It isn’t chaos that I see here, but something much more sinister and frightening; it’s like the hours before a tsunami, when the ocean rolls back from the shore and disappears into the horizon. All is quiet at that point, as the birds flee and unknowing onlookers are drawn to the scene of this apparent miracle. To an untrained eye, this would be the image of tranquility but the wise are running for their lives as they know this silence will soon be replaced by waves of unrelenting destruction.
For the U.S. to intervene now would mean a conflict between Trump and Putin, something Maduro surely is counting on Trump wanting to avoid. The Russians have little ideological interest in Venezuela nor an alliance with Maduro himself but are rather protecting both investment and debt in the formerly wealthy nation, banking on Maduro to provide continued stability for their lucrative deals to unfold.
Many Venezuelans are hoping that Guaidó, through Trump or other actors within the international community, can offer up a better deal or at least promise more stability and thereby strip the strongman of his allies and leave him vulnerable either to ouster or an offer to simply disappear.
On the ride back I fiddle with the ancient car radio but instead of my favorite salsa barrio, all the stations are live-airing President Maduro’s speech about the ongoing energy crisis. ”This shows that the imperialist terrorist will stop at nothing,” he says and goes on to blame the blackouts on U.S. sabotage. From the back of the car I hear José giggle for the first time since I’ve known him.
”Next he will tell us that Superman flew in and shot up the Guri power plant with his death rays,” José says between giggles and I burst into to laughter—less for the brilliant comedic stylings of my bodyguard and more for the perfectly timed release in tension.

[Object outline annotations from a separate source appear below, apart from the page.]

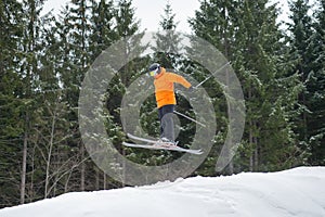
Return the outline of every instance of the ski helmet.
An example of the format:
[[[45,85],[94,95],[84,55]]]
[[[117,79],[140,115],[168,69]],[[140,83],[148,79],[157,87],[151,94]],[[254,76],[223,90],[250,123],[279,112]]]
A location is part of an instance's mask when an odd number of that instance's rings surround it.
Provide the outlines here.
[[[151,76],[156,76],[160,73],[160,65],[158,63],[153,63],[150,67],[148,67],[148,72]]]

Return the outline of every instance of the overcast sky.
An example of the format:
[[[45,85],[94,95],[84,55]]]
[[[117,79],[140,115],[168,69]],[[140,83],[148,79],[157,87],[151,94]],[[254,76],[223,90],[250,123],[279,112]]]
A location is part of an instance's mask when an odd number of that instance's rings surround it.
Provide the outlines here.
[[[274,0],[276,2],[278,0]],[[44,3],[44,12],[54,9],[55,13],[58,13],[62,7],[64,7],[69,0],[48,0]],[[169,0],[172,11],[176,14],[176,22],[179,22],[179,31],[190,33],[188,17],[194,17],[195,10],[199,8],[198,0]],[[287,4],[286,1],[281,0],[284,13],[280,20],[287,17]],[[135,8],[135,16],[140,20],[141,29],[148,31],[156,31],[164,15],[164,9],[166,8],[167,0],[133,0],[132,5]]]

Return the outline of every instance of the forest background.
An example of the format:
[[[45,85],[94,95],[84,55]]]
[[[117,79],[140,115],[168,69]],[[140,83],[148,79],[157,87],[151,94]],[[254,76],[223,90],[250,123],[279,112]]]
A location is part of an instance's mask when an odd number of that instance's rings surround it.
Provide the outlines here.
[[[58,15],[41,16],[43,3],[0,0],[0,207],[123,187],[84,150],[78,99],[84,74],[102,51],[123,37],[144,34],[132,1],[73,0]],[[325,165],[325,1],[314,3],[289,1],[285,29],[277,22],[280,10],[268,0],[203,0],[188,20],[195,36],[231,61],[245,97],[243,140],[222,175]],[[164,30],[182,30],[169,3],[157,30],[157,44],[167,40]],[[177,49],[172,44],[171,52],[132,60],[109,84],[107,133],[135,163],[162,165],[181,156],[121,146],[126,135],[120,120],[126,88],[152,62],[199,81],[209,76],[200,65],[174,55]],[[226,100],[214,80],[203,87],[212,99],[218,129],[212,150],[193,176],[219,176],[214,166],[227,132]],[[184,98],[178,101],[179,112],[195,117]],[[195,124],[180,120],[178,139],[191,143]],[[142,106],[141,124],[150,135],[159,135],[154,95]]]

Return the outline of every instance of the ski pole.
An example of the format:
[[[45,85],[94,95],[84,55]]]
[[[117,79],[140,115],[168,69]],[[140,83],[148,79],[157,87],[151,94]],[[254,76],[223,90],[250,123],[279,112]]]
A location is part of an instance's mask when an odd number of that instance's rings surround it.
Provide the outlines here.
[[[204,81],[202,81],[200,84],[198,84],[196,88],[198,88],[199,86],[202,86],[203,84],[205,84],[208,79],[210,79],[210,77],[212,77],[216,73],[219,73],[220,71],[222,71],[225,66],[227,66],[229,64],[231,64],[231,62],[225,63],[223,66],[221,66],[218,71],[216,71],[214,73],[212,73],[212,75],[210,75],[209,77],[207,77]]]
[[[192,117],[188,117],[188,116],[186,116],[186,115],[184,115],[184,114],[182,114],[182,113],[179,113],[179,112],[177,112],[177,111],[173,111],[173,113],[174,113],[174,114],[178,114],[178,115],[181,115],[181,116],[183,116],[183,117],[185,117],[185,118],[187,118],[187,119],[190,119],[190,120],[192,120],[192,122],[194,122],[194,123],[196,123],[196,124],[198,124],[198,125],[200,125],[200,126],[203,126],[203,127],[207,127],[205,124],[202,124],[202,123],[197,122],[196,119],[193,119]]]

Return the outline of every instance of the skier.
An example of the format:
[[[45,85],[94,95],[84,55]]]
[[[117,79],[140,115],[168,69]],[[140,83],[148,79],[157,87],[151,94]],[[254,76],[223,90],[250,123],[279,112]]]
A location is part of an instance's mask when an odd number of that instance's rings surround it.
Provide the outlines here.
[[[174,82],[181,84],[188,90],[192,85],[182,76],[167,72],[158,63],[148,67],[150,75],[155,78],[155,97],[160,120],[160,139],[166,145],[176,145],[172,113],[177,104],[174,94]]]

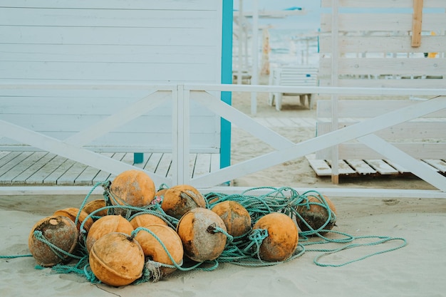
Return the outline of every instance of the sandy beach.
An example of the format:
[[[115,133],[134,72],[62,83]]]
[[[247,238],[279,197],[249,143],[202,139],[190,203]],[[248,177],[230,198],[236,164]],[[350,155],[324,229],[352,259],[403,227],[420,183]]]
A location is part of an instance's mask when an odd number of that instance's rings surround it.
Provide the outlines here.
[[[266,104],[266,94],[259,94],[256,117],[315,116],[286,98],[277,112]],[[249,98],[234,94],[234,105],[249,114]],[[276,128],[276,132],[302,141],[313,137],[314,128]],[[237,127],[232,131],[234,162],[265,153],[260,143]],[[233,181],[243,187],[333,187],[329,177],[317,177],[305,158],[249,174]],[[341,179],[340,186],[431,189],[415,177]],[[8,196],[0,199],[0,255],[28,254],[28,236],[34,224],[56,210],[78,207],[85,196]],[[91,197],[91,199],[101,198]],[[2,296],[442,296],[446,285],[441,281],[446,267],[446,203],[436,199],[332,199],[338,212],[334,230],[356,237],[377,236],[404,239],[407,246],[341,267],[323,267],[313,263],[320,251],[306,251],[301,256],[276,266],[249,267],[221,264],[212,271],[177,271],[159,282],[114,288],[93,284],[76,274],[59,274],[50,268],[35,269],[32,257],[0,259],[0,295]],[[331,234],[328,237],[336,238]],[[353,244],[368,242],[356,239]],[[325,264],[341,264],[365,255],[393,249],[401,240],[346,249],[324,256]],[[346,244],[321,245],[335,249]]]

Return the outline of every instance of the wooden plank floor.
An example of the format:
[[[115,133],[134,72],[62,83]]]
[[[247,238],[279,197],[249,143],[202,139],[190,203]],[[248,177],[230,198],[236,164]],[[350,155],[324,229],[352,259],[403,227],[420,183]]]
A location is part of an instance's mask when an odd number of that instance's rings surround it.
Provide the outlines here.
[[[329,160],[316,159],[313,154],[306,157],[310,167],[320,177],[331,176],[331,165]],[[432,170],[446,174],[446,160],[423,160]],[[385,160],[339,160],[339,176],[380,176],[412,174],[404,167]]]
[[[133,163],[133,153],[103,153],[164,177],[171,177],[172,155],[145,153],[140,164]],[[219,168],[219,154],[190,154],[191,177]],[[0,152],[0,185],[93,185],[113,180],[105,172],[48,152]]]
[[[316,128],[312,118],[255,118],[268,127],[303,127]],[[234,125],[234,127],[235,125]],[[133,153],[103,153],[128,164],[134,165],[151,172],[172,176],[172,155],[168,153],[144,154],[144,162],[133,163]],[[191,154],[190,168],[192,177],[219,169],[219,154]],[[109,172],[77,163],[47,152],[0,151],[1,185],[94,185],[98,182],[113,180]]]

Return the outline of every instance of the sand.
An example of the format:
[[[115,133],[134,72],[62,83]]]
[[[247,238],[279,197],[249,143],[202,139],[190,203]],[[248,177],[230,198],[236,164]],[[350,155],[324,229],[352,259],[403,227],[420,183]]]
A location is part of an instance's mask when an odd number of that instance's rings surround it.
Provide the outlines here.
[[[257,117],[314,117],[315,110],[286,98],[280,113],[259,94]],[[249,98],[234,94],[234,105],[249,113]],[[277,128],[295,142],[314,135],[313,128]],[[233,162],[271,150],[237,127],[232,131]],[[431,189],[415,177],[341,179],[342,187]],[[291,186],[308,188],[333,186],[329,178],[316,176],[305,158],[233,181],[243,187]],[[92,197],[90,199],[100,198]],[[40,219],[68,207],[78,207],[83,196],[8,196],[0,197],[0,255],[28,254],[28,236]],[[353,236],[402,238],[407,246],[341,267],[323,267],[313,260],[320,254],[306,251],[292,261],[266,267],[222,264],[212,271],[176,271],[157,283],[113,288],[93,284],[76,274],[58,274],[49,268],[34,269],[32,257],[0,259],[1,296],[442,296],[446,245],[446,202],[437,199],[333,197],[338,212],[336,231]],[[336,234],[329,234],[336,238]],[[355,244],[368,242],[356,239]],[[346,249],[320,259],[341,264],[398,246],[391,241]],[[321,245],[321,249],[343,246]]]

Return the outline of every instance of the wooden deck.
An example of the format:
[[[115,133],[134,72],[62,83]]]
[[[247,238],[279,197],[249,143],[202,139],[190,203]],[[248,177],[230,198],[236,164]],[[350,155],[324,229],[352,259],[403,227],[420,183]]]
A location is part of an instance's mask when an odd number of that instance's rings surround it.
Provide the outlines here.
[[[315,129],[311,118],[256,118],[268,127],[304,127]],[[235,125],[234,125],[235,127]],[[133,163],[132,153],[103,153],[110,158],[135,165],[164,177],[172,175],[172,156],[169,153],[144,154],[144,162]],[[219,154],[191,154],[191,177],[219,168]],[[114,176],[48,152],[0,151],[0,186],[88,186],[113,179]]]
[[[144,161],[133,163],[133,153],[103,153],[157,174],[172,174],[171,154],[146,153]],[[191,154],[192,177],[219,168],[219,154]],[[77,163],[48,152],[0,152],[0,185],[87,186],[113,179],[108,172]]]
[[[256,121],[268,127],[307,127],[316,130],[316,119],[312,118],[256,118]],[[172,174],[171,155],[169,153],[144,154],[144,161],[133,163],[132,153],[103,153],[110,158],[135,165],[164,177]],[[329,160],[317,160],[314,155],[307,155],[310,167],[317,176],[331,175]],[[446,160],[423,160],[432,168],[446,174]],[[213,172],[219,168],[218,154],[191,154],[191,177]],[[350,177],[411,174],[408,170],[383,160],[340,160],[339,175]],[[0,152],[0,186],[64,185],[87,186],[98,182],[113,179],[108,172],[77,163],[47,152]]]
[[[310,166],[320,177],[331,176],[331,165],[329,160],[316,159],[314,155],[306,156]],[[443,160],[422,160],[432,170],[446,174],[446,162]],[[361,177],[380,175],[410,175],[408,170],[402,166],[385,160],[340,160],[339,176]]]

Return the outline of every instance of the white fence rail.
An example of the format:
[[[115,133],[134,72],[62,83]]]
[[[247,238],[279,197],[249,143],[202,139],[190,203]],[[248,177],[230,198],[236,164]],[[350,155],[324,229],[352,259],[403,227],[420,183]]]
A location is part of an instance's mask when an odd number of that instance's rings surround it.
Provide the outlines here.
[[[63,89],[147,89],[156,92],[170,93],[172,102],[172,179],[157,176],[150,173],[155,183],[166,183],[170,185],[189,184],[203,191],[219,191],[233,192],[241,191],[237,187],[216,187],[223,182],[254,173],[257,171],[281,164],[286,161],[305,156],[308,154],[327,147],[336,146],[343,142],[358,139],[361,142],[379,151],[386,158],[395,161],[409,169],[414,174],[433,185],[437,190],[391,190],[385,189],[348,189],[341,187],[318,189],[321,192],[332,196],[356,197],[442,197],[446,198],[446,177],[428,170],[419,160],[400,151],[373,133],[382,129],[398,125],[405,121],[421,117],[424,115],[446,108],[446,89],[414,89],[414,88],[329,88],[329,87],[283,87],[271,85],[24,85],[2,84],[0,91],[4,89],[22,88],[63,88]],[[323,135],[294,143],[271,130],[262,126],[249,116],[241,113],[233,107],[221,101],[215,94],[221,91],[229,92],[267,92],[267,93],[305,93],[331,95],[428,95],[432,99],[420,101],[417,104],[398,109],[361,123],[334,130]],[[222,118],[236,124],[238,127],[245,130],[276,149],[274,152],[266,153],[229,167],[222,168],[193,179],[189,177],[190,153],[190,103],[194,100],[204,105]],[[333,104],[336,104],[333,100]],[[98,153],[87,150],[83,145],[93,138],[106,133],[112,127],[116,127],[128,123],[140,114],[140,110],[147,110],[156,105],[156,102],[141,100],[133,103],[117,114],[92,125],[84,131],[71,137],[60,140],[41,133],[21,127],[17,125],[0,120],[0,136],[14,139],[21,143],[49,151],[63,157],[82,162],[96,168],[103,169],[112,174],[133,168],[128,164],[103,157]],[[333,118],[336,118],[336,108],[333,108]],[[119,119],[118,121],[115,120]],[[72,141],[76,139],[76,141]],[[79,144],[82,144],[80,145]],[[135,167],[136,168],[136,167]],[[140,169],[140,168],[138,168]],[[270,186],[274,187],[274,184]],[[51,194],[63,191],[65,194],[86,193],[87,187],[8,187],[0,189],[0,194]]]

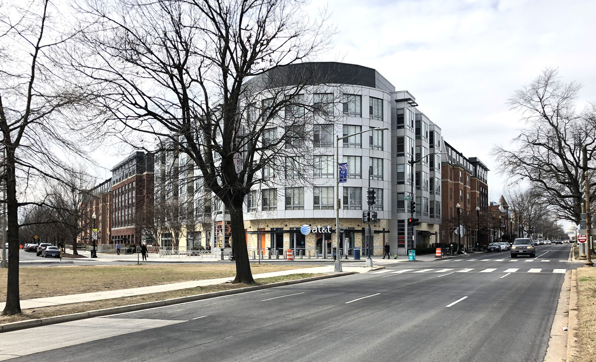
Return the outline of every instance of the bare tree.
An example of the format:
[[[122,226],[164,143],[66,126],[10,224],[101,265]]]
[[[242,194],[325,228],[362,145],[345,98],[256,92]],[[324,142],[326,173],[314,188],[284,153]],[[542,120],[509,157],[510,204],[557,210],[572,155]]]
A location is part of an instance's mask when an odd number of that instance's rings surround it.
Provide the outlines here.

Two hours later, the power comes back on and thrilled by the glimpse of normalcy, my Venezuelan friends and I go out to celebrate at a nearby bar. An hour into drinks, the entire country goes dark again, and though the smart thing would be to leave we end up staying in the dark together, on the 11th floor of the Palos Grandes Hotel.
Dressed up and made up, using our smartphone flashlights to see each other’s faces, we talk and drink and occasionally bump into each other. We had three hours of light and were flung back into the darkness but none of us seem quite ready to give up the facade of having been allowed one night out, one taste of normalcy, in the midst of all this madness.
One of the girls says, ”We should get drunk enough to march on Miraflores,” the presidential palace still occupied by Maduro, and then immediately she goes quiet, probably realizing she doesn’t know any of us nearly enough to be making such bold and illegal statements.
”I bet Maduro still has electricity, I will break into Miraflores just to charge this fucking phone,” another one chimes in and before long we have bonded over rum and misery, swapping names and stories while each drop of rum lessens the anxiety. It’s a nice moment, even beautiful, but I can’t help but think that while we sit here, the water is ever so slowly rolling back from the shore.
Somewhere out there in the darkness, the tide is turning. And coming back as a wave.